// 8/13/17 //
President Trump has escalated his warnings to North Korea, stating that his previous comments were possibly not harsh enough (NYT, WaPo, WSJ).
- Attacking North Korea would be illegal, writes Zachary Price at Take Care.
- Marty Lederman also thinks that President Trump cannot lawfully strike North Korea without congressional approval (Take Care).
- Nevertheless, President Trump might still launch an attack without congressional authorization, writes Ilya Somin (WaPo).
- The United States should not give up on diplomatic solutions to North Korea’s nuclear capabilities, argues Susan E. Rice (NYT).
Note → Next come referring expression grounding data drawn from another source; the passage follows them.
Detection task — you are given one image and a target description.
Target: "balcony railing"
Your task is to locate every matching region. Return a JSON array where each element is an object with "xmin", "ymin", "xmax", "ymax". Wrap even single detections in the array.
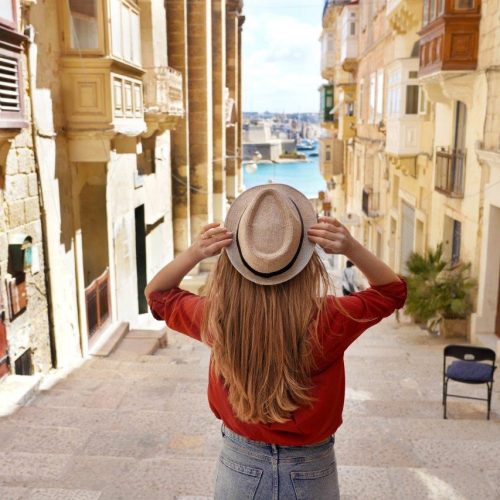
[
  {"xmin": 435, "ymin": 149, "xmax": 465, "ymax": 198},
  {"xmin": 362, "ymin": 188, "xmax": 380, "ymax": 217},
  {"xmin": 85, "ymin": 268, "xmax": 110, "ymax": 337}
]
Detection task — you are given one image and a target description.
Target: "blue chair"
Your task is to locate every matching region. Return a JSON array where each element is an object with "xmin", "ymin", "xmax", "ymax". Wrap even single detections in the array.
[{"xmin": 443, "ymin": 345, "xmax": 496, "ymax": 420}]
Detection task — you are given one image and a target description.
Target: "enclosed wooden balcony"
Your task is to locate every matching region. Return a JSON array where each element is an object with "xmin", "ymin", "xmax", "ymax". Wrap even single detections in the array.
[
  {"xmin": 418, "ymin": 0, "xmax": 481, "ymax": 77},
  {"xmin": 321, "ymin": 30, "xmax": 336, "ymax": 80},
  {"xmin": 320, "ymin": 137, "xmax": 344, "ymax": 179},
  {"xmin": 320, "ymin": 84, "xmax": 336, "ymax": 128},
  {"xmin": 60, "ymin": 58, "xmax": 146, "ymax": 136},
  {"xmin": 340, "ymin": 5, "xmax": 358, "ymax": 72},
  {"xmin": 362, "ymin": 188, "xmax": 380, "ymax": 217},
  {"xmin": 435, "ymin": 148, "xmax": 465, "ymax": 197}
]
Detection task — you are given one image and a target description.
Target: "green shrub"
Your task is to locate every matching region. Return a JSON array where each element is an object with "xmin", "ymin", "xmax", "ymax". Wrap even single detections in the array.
[{"xmin": 404, "ymin": 244, "xmax": 475, "ymax": 333}]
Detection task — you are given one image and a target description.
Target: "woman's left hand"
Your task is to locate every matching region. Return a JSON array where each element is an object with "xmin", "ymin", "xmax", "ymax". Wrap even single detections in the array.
[{"xmin": 189, "ymin": 222, "xmax": 233, "ymax": 262}]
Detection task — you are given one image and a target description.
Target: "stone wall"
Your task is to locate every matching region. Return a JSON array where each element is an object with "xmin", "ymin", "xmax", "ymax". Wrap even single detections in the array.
[{"xmin": 0, "ymin": 128, "xmax": 51, "ymax": 373}]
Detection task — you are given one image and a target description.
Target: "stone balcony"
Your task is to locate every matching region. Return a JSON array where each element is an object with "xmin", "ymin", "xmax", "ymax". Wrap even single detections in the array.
[
  {"xmin": 143, "ymin": 66, "xmax": 184, "ymax": 133},
  {"xmin": 386, "ymin": 0, "xmax": 422, "ymax": 34}
]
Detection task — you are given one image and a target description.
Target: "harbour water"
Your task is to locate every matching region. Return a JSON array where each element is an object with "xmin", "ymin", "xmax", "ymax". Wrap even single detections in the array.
[{"xmin": 242, "ymin": 150, "xmax": 326, "ymax": 199}]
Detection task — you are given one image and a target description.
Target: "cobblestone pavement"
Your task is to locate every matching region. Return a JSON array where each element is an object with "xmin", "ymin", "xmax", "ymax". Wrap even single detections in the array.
[{"xmin": 0, "ymin": 316, "xmax": 499, "ymax": 500}]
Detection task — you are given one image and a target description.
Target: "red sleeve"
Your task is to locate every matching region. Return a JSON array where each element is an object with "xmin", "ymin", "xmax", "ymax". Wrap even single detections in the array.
[
  {"xmin": 147, "ymin": 287, "xmax": 205, "ymax": 342},
  {"xmin": 322, "ymin": 278, "xmax": 407, "ymax": 355}
]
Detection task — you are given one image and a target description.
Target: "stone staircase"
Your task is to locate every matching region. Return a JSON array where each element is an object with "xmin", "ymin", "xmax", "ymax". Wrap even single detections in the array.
[{"xmin": 0, "ymin": 317, "xmax": 498, "ymax": 499}]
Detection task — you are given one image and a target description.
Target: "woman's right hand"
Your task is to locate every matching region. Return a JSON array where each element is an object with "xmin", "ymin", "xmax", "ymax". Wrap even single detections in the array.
[{"xmin": 307, "ymin": 216, "xmax": 356, "ymax": 255}]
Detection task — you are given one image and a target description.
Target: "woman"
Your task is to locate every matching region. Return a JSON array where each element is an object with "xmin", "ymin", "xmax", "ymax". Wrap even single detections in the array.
[{"xmin": 145, "ymin": 185, "xmax": 406, "ymax": 500}]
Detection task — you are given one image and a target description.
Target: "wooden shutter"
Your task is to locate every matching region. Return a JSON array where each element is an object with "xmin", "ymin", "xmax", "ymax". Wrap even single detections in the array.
[{"xmin": 0, "ymin": 55, "xmax": 20, "ymax": 112}]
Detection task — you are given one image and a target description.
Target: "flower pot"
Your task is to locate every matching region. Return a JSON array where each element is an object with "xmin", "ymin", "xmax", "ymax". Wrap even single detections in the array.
[{"xmin": 440, "ymin": 317, "xmax": 469, "ymax": 339}]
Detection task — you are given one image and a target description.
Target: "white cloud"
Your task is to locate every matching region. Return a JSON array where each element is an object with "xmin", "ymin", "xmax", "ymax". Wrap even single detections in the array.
[{"xmin": 242, "ymin": 11, "xmax": 323, "ymax": 113}]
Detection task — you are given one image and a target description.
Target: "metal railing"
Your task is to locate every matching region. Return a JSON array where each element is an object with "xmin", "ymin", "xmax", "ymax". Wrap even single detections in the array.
[
  {"xmin": 435, "ymin": 148, "xmax": 465, "ymax": 198},
  {"xmin": 362, "ymin": 188, "xmax": 380, "ymax": 217}
]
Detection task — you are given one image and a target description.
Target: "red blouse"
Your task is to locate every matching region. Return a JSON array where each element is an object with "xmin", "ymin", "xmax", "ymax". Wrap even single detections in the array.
[{"xmin": 148, "ymin": 278, "xmax": 407, "ymax": 446}]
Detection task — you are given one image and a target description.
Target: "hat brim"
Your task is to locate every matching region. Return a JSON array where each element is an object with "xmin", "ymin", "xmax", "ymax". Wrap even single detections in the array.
[{"xmin": 224, "ymin": 184, "xmax": 317, "ymax": 285}]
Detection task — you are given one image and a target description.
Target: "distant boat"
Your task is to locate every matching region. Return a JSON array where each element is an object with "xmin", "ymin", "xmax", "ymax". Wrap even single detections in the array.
[
  {"xmin": 296, "ymin": 139, "xmax": 314, "ymax": 151},
  {"xmin": 308, "ymin": 152, "xmax": 319, "ymax": 157}
]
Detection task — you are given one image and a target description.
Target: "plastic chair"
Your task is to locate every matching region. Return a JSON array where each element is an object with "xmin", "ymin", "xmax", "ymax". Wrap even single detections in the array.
[{"xmin": 443, "ymin": 344, "xmax": 496, "ymax": 420}]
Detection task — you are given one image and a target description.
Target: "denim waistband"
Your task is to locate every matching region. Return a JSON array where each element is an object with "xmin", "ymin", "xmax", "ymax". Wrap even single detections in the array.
[{"xmin": 221, "ymin": 423, "xmax": 334, "ymax": 451}]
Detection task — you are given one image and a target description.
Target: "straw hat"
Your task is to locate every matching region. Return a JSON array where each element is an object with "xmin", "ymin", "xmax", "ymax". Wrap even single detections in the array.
[{"xmin": 224, "ymin": 184, "xmax": 317, "ymax": 285}]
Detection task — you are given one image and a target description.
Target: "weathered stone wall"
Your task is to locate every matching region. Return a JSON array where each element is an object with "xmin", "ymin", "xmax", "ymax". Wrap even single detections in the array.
[{"xmin": 0, "ymin": 128, "xmax": 51, "ymax": 373}]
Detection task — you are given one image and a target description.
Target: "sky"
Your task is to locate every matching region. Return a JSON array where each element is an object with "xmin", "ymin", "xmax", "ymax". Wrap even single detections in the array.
[{"xmin": 242, "ymin": 0, "xmax": 325, "ymax": 113}]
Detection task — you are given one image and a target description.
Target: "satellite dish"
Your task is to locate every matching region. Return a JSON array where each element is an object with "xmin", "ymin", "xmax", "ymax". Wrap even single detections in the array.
[{"xmin": 338, "ymin": 213, "xmax": 361, "ymax": 226}]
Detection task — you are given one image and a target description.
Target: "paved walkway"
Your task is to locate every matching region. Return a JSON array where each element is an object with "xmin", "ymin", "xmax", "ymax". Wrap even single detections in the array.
[{"xmin": 0, "ymin": 316, "xmax": 499, "ymax": 500}]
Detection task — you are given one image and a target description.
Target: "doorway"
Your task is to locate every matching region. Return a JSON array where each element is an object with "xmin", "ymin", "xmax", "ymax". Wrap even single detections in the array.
[
  {"xmin": 80, "ymin": 183, "xmax": 110, "ymax": 338},
  {"xmin": 135, "ymin": 205, "xmax": 147, "ymax": 314}
]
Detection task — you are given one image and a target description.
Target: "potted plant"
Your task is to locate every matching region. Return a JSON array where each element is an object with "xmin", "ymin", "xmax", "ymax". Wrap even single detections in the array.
[
  {"xmin": 436, "ymin": 263, "xmax": 475, "ymax": 338},
  {"xmin": 404, "ymin": 245, "xmax": 446, "ymax": 332},
  {"xmin": 404, "ymin": 245, "xmax": 475, "ymax": 337}
]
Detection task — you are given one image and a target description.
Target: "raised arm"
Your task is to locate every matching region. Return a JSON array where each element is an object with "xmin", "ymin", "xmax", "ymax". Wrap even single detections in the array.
[
  {"xmin": 144, "ymin": 223, "xmax": 233, "ymax": 300},
  {"xmin": 307, "ymin": 216, "xmax": 400, "ymax": 286}
]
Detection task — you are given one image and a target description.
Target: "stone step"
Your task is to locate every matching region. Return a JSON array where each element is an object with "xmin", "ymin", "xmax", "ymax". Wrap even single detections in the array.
[
  {"xmin": 106, "ymin": 330, "xmax": 166, "ymax": 361},
  {"xmin": 90, "ymin": 322, "xmax": 130, "ymax": 357},
  {"xmin": 0, "ymin": 374, "xmax": 43, "ymax": 417}
]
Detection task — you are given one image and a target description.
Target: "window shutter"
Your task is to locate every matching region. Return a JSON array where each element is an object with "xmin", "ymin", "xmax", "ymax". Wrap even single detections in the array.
[{"xmin": 0, "ymin": 55, "xmax": 20, "ymax": 112}]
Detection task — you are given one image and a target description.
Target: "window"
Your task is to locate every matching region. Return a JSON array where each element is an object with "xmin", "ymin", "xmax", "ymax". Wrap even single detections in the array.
[
  {"xmin": 358, "ymin": 79, "xmax": 365, "ymax": 123},
  {"xmin": 387, "ymin": 68, "xmax": 401, "ymax": 116},
  {"xmin": 111, "ymin": 0, "xmax": 141, "ymax": 65},
  {"xmin": 451, "ymin": 220, "xmax": 461, "ymax": 264},
  {"xmin": 0, "ymin": 0, "xmax": 26, "ymax": 129},
  {"xmin": 325, "ymin": 148, "xmax": 331, "ymax": 162},
  {"xmin": 376, "ymin": 69, "xmax": 384, "ymax": 123},
  {"xmin": 350, "ymin": 20, "xmax": 356, "ymax": 36},
  {"xmin": 405, "ymin": 85, "xmax": 419, "ymax": 114},
  {"xmin": 369, "ymin": 73, "xmax": 376, "ymax": 123},
  {"xmin": 69, "ymin": 0, "xmax": 99, "ymax": 50},
  {"xmin": 0, "ymin": 0, "xmax": 16, "ymax": 28},
  {"xmin": 418, "ymin": 86, "xmax": 427, "ymax": 114},
  {"xmin": 455, "ymin": 0, "xmax": 474, "ymax": 8}
]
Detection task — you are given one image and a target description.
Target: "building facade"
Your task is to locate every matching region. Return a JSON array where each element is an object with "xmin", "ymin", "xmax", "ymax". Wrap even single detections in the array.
[
  {"xmin": 0, "ymin": 0, "xmax": 244, "ymax": 379},
  {"xmin": 320, "ymin": 0, "xmax": 500, "ymax": 346}
]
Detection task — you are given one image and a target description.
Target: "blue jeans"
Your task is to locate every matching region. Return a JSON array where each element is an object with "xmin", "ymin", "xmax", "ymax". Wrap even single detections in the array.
[{"xmin": 214, "ymin": 424, "xmax": 340, "ymax": 500}]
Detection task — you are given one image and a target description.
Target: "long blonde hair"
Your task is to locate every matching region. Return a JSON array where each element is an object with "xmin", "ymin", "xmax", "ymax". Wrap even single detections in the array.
[{"xmin": 201, "ymin": 251, "xmax": 331, "ymax": 424}]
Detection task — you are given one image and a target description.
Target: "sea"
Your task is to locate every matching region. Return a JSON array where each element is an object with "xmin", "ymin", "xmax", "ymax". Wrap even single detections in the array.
[{"xmin": 242, "ymin": 147, "xmax": 326, "ymax": 200}]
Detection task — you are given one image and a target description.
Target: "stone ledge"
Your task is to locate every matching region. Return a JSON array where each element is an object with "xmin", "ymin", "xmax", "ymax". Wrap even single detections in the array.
[{"xmin": 0, "ymin": 374, "xmax": 42, "ymax": 417}]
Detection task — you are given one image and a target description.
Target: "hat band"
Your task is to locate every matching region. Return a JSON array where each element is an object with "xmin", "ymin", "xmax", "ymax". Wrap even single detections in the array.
[{"xmin": 235, "ymin": 199, "xmax": 304, "ymax": 279}]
- If President Trump decides to launch of preemptive strike, his senior military advisers have few other options, notes Dan Lamothe (WaPo).
- President Trump’s threats are clumsy and unlikely to change North Korea’s calculus or behavior, argues Eric Gomez at the Cato Institute.
- The New York Times provides an outline of self-defense and international law with regards to the situation in North Korea here.
The United Nations Security Council imposed punishing new sanctions on North Korea (NYT).
The Trump Administration is apparently considering whether to privatize a large portion of the war in Afghanistan (WaPo, USA Today).
- Such a plan would risk significant problems that could undermine the military’s mission, writes Laura Dickinson (Just Security).